Perencanaan tenaga kerja juga diperlukan untuk mengantisipasi peningkatan jumlah penganggur karena pemutusan hubungan kerja (PHK).
Sampai awal Mei 2020, Kementerian Ketenagakerjaan mencatat ada 1,7 juta pekerja yang dirumahkan dan dikenai PHK yang sudah terdata. Adapun 1,2 juta pekerja lainnya masih dalam proses validasi data.
Untuk jangka pendek, Dewan Penasihat Himpunan Penyewa Pusat Perbelanjaan Indonesia (Hippindo) Tutum Rahanta mengatakan, pembukaan kembali mal dan toko ritel dibutuhkan segera.
Menurut Tutum, sejauh ini banyak peritel yang melakukan efisiensi untuk bertahan, seperti mempertimbangkan menutup cabang yang tidak sehat hingga mengurangi karyawan. Sementara itu, bantuan pemerintah bagi pelaku usaha dinilai tidak menyentuh keperluan terbesar, yakni biaya sewa toko dan gaji karyawan.

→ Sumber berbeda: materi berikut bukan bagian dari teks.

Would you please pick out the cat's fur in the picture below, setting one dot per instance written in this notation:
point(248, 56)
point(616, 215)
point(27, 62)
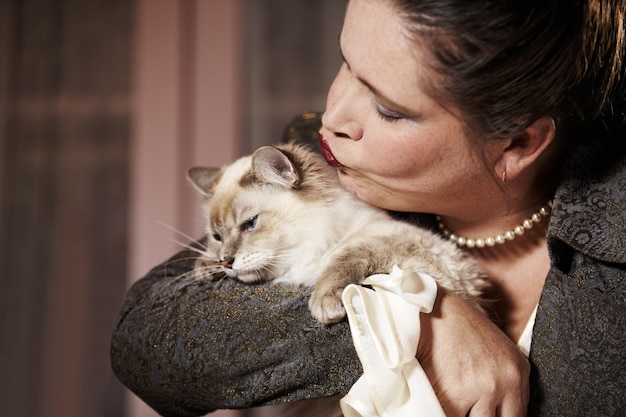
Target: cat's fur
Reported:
point(281, 215)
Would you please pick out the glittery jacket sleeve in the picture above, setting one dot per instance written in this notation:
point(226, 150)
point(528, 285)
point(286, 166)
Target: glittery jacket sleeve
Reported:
point(188, 346)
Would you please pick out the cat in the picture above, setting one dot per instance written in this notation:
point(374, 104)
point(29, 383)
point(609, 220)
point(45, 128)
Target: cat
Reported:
point(281, 215)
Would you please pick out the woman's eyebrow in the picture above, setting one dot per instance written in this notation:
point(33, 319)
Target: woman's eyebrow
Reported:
point(375, 91)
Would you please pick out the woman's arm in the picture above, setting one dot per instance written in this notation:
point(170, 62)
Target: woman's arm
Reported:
point(474, 367)
point(188, 346)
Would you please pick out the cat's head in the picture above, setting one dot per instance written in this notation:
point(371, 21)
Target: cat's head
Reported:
point(260, 209)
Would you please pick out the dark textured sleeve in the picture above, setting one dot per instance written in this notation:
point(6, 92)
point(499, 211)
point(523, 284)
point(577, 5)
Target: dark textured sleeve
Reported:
point(189, 346)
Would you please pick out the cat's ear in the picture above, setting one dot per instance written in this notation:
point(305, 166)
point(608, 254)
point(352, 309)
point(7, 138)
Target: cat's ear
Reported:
point(270, 165)
point(203, 178)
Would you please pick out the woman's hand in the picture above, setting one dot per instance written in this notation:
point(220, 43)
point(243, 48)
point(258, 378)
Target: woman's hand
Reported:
point(474, 367)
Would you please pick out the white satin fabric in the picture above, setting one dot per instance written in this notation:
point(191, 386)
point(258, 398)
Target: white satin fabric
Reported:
point(385, 326)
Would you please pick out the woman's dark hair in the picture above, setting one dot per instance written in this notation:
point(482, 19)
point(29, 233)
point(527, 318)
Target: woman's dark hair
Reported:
point(504, 64)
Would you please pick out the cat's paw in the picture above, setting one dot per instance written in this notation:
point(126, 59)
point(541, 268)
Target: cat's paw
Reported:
point(327, 307)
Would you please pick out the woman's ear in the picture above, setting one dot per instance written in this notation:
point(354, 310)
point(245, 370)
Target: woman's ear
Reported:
point(525, 148)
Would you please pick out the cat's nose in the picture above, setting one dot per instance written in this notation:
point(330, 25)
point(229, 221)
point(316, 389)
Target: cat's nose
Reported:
point(227, 262)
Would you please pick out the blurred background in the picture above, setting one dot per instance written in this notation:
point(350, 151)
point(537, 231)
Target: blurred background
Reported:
point(104, 104)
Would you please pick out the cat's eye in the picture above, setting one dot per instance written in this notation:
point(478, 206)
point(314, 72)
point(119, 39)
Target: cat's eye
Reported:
point(250, 224)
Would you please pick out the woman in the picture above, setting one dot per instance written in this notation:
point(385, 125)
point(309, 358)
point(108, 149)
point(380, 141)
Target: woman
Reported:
point(480, 113)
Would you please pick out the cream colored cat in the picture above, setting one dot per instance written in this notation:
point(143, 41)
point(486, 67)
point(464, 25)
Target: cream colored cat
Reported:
point(281, 215)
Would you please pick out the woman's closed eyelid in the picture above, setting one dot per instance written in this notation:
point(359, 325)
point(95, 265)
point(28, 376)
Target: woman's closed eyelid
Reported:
point(388, 114)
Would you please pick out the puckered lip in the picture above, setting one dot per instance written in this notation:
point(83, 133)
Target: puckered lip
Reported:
point(328, 154)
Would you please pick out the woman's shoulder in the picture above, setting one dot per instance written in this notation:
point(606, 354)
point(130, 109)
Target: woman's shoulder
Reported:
point(589, 211)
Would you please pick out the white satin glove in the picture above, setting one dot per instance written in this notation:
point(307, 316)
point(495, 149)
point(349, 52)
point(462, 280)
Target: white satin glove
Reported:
point(385, 326)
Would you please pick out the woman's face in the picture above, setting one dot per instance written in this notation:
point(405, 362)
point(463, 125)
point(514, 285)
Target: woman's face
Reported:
point(395, 147)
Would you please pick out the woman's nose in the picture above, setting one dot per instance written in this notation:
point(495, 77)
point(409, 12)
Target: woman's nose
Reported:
point(342, 104)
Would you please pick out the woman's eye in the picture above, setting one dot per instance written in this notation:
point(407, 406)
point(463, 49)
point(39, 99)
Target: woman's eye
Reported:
point(250, 224)
point(388, 115)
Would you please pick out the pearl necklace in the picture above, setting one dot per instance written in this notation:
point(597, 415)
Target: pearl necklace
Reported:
point(499, 239)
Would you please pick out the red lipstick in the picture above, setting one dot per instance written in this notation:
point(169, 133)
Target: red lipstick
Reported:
point(328, 154)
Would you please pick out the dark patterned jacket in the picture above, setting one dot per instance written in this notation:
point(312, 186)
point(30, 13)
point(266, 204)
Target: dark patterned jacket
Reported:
point(188, 347)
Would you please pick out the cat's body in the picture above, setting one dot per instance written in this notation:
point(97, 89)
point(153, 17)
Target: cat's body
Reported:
point(281, 215)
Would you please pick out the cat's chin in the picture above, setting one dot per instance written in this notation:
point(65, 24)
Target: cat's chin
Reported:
point(248, 277)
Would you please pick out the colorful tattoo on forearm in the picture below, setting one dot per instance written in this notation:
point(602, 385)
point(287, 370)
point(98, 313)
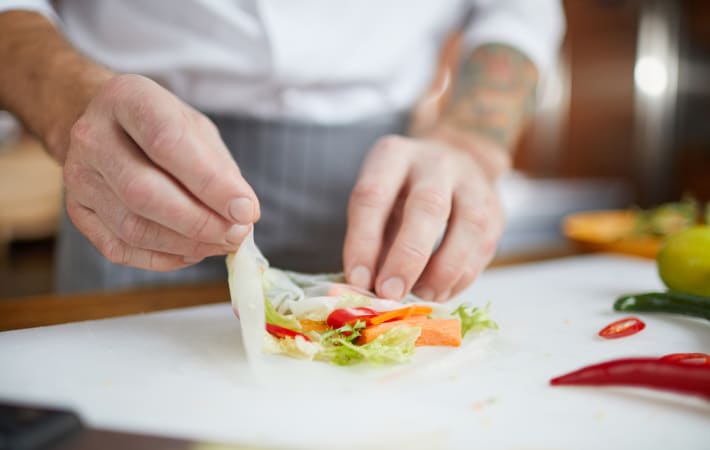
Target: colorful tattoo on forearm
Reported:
point(494, 94)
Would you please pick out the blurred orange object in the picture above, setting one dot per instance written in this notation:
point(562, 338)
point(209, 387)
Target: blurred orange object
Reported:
point(610, 231)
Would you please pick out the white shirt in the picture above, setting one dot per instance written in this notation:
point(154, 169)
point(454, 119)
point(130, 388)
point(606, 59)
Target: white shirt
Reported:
point(327, 61)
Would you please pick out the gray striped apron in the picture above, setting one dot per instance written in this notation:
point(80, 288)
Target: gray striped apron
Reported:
point(302, 173)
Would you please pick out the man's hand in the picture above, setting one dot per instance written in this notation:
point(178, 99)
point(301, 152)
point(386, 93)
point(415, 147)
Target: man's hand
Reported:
point(409, 192)
point(149, 181)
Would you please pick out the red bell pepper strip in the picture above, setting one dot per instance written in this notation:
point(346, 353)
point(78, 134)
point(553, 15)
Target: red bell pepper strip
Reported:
point(699, 359)
point(400, 314)
point(281, 332)
point(343, 316)
point(651, 373)
point(622, 328)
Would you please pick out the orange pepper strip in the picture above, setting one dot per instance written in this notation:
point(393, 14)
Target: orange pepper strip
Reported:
point(400, 314)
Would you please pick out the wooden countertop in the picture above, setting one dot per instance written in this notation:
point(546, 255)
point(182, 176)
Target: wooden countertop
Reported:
point(52, 309)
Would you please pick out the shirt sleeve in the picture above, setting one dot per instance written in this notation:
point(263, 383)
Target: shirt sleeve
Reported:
point(534, 27)
point(40, 6)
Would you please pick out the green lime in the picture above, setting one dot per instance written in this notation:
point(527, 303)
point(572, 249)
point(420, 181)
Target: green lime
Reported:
point(684, 261)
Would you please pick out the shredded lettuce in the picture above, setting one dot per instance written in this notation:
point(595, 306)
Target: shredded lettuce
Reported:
point(295, 348)
point(276, 318)
point(393, 346)
point(474, 319)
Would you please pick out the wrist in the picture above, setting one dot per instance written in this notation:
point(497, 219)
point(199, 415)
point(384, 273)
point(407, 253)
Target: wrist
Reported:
point(490, 155)
point(66, 108)
point(45, 82)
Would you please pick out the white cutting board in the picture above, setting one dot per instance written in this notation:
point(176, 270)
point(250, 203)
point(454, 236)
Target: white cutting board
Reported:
point(183, 373)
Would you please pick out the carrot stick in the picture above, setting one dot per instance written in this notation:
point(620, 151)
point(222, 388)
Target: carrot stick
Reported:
point(314, 325)
point(402, 313)
point(445, 332)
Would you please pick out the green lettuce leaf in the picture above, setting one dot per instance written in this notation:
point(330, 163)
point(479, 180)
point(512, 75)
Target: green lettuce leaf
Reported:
point(276, 318)
point(474, 319)
point(393, 346)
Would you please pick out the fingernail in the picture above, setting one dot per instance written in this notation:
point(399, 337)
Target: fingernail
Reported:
point(236, 234)
point(393, 288)
point(242, 210)
point(360, 277)
point(425, 293)
point(443, 297)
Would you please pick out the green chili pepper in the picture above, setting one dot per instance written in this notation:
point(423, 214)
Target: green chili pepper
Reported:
point(668, 302)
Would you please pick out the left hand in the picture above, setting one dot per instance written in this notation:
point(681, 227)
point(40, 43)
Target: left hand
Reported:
point(409, 191)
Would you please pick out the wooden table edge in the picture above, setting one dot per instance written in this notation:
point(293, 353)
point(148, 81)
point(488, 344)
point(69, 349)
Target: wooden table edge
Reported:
point(54, 309)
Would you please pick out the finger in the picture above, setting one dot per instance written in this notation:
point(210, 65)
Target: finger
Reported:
point(149, 192)
point(187, 145)
point(113, 248)
point(383, 175)
point(460, 247)
point(426, 211)
point(134, 230)
point(480, 260)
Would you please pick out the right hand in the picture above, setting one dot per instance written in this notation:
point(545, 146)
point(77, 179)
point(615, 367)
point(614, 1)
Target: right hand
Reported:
point(149, 181)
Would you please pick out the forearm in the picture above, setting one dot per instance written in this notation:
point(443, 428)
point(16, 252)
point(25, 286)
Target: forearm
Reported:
point(45, 82)
point(494, 97)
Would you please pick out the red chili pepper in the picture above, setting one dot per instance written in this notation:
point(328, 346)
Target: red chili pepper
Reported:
point(281, 332)
point(344, 316)
point(622, 328)
point(651, 373)
point(698, 359)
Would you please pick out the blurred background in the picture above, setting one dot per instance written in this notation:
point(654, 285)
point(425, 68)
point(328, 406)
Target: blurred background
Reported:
point(623, 121)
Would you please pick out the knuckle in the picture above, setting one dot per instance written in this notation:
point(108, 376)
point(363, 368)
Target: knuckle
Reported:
point(207, 180)
point(474, 219)
point(369, 194)
point(203, 122)
point(447, 272)
point(71, 174)
point(163, 138)
point(134, 230)
point(197, 231)
point(116, 88)
point(468, 276)
point(431, 201)
point(138, 192)
point(413, 251)
point(80, 134)
point(115, 251)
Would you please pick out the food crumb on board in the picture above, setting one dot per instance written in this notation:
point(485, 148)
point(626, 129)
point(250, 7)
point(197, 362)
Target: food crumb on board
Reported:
point(480, 405)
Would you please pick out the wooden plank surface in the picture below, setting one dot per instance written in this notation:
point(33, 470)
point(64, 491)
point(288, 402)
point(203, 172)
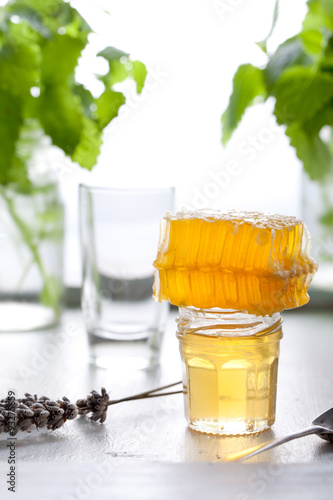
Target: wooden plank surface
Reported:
point(55, 363)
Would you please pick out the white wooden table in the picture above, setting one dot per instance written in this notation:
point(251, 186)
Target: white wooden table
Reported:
point(144, 450)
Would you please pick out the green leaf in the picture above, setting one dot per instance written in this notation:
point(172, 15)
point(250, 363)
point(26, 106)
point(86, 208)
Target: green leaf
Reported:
point(62, 51)
point(311, 150)
point(108, 105)
point(320, 14)
point(30, 15)
point(263, 43)
point(117, 74)
point(288, 54)
point(248, 84)
point(19, 67)
point(87, 100)
point(10, 123)
point(61, 116)
point(87, 151)
point(300, 93)
point(112, 54)
point(327, 218)
point(313, 41)
point(139, 74)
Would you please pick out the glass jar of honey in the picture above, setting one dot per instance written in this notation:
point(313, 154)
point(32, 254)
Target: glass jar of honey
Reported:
point(230, 365)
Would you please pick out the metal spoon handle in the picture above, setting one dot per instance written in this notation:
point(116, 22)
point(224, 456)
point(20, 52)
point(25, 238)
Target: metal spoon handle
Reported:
point(244, 455)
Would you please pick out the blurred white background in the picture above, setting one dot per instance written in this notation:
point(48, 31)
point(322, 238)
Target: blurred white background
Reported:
point(171, 134)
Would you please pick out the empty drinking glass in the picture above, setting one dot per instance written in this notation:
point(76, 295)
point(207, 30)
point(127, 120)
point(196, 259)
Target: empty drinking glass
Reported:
point(119, 234)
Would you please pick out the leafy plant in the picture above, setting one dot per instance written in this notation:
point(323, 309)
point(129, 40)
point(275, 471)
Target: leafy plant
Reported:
point(41, 42)
point(299, 76)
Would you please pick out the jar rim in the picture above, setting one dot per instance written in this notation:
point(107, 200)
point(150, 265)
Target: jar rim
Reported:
point(225, 323)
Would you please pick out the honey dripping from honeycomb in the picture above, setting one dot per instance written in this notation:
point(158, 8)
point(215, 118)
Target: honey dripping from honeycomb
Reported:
point(249, 261)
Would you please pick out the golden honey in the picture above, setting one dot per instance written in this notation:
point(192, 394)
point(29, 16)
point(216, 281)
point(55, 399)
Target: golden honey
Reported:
point(231, 274)
point(230, 364)
point(247, 261)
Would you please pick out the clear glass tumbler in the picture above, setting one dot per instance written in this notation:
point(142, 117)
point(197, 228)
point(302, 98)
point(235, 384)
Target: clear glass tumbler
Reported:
point(119, 234)
point(230, 365)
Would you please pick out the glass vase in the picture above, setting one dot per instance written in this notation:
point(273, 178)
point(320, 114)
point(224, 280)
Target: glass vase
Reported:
point(31, 261)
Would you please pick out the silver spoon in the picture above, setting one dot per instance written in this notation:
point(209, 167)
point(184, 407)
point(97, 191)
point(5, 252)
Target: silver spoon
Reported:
point(322, 426)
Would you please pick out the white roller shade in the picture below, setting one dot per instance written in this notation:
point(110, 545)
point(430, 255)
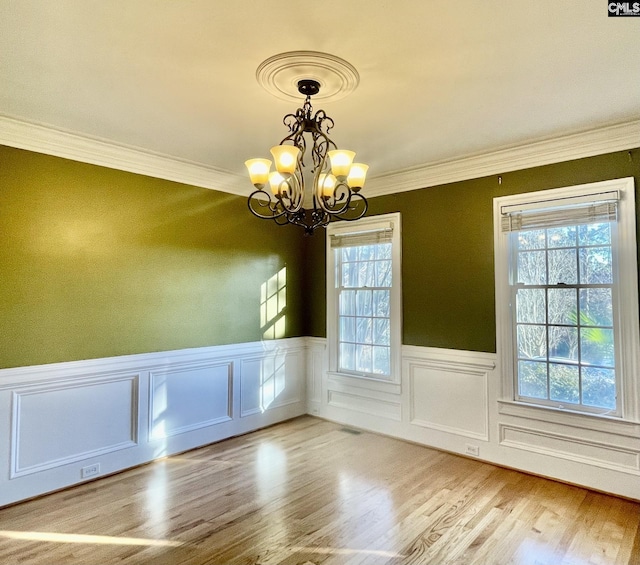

Baru-baru ini, Presiden Joko Widodo menyosialisasikan kenormalan baru yang mengizinkan kegiatan usaha untuk kembali dilakukan dengan protokol kesehatan, seperti deteksi kesehatan, jaga jarak, dan penggunaan masker. Hal ini sebagaimana Peraturan Pemerintah Nomor 21 Tahun 2020 tentang PSBB.
Lalu, Peraturan Menteri Kesehatan Nomor 9 Tahun 2020 dan yang terbaru Keputusan Menteri Kesehatan Nomor HK.01.07/Menkes/328/2020. Terakhir, Surat Edaran Menteri Kesehatan Nomor HK.02.01/Menkes/335/2020.
Kebijakan itu menurut rencana akan diterapkan di 25 kabupaten/kota di empat provinsi di Indonesia, yaitu DKI Jakarta, Jawa Barat, Sumatera Barat, dan Gorontalo. Pengawasannya akan melibatkan TNI dan Polri, sesuai Undang-Undang Nomor 2 Tahun 2002 tentang Polri dan UU Nomor 34 Tahun 2004 tentang TNI.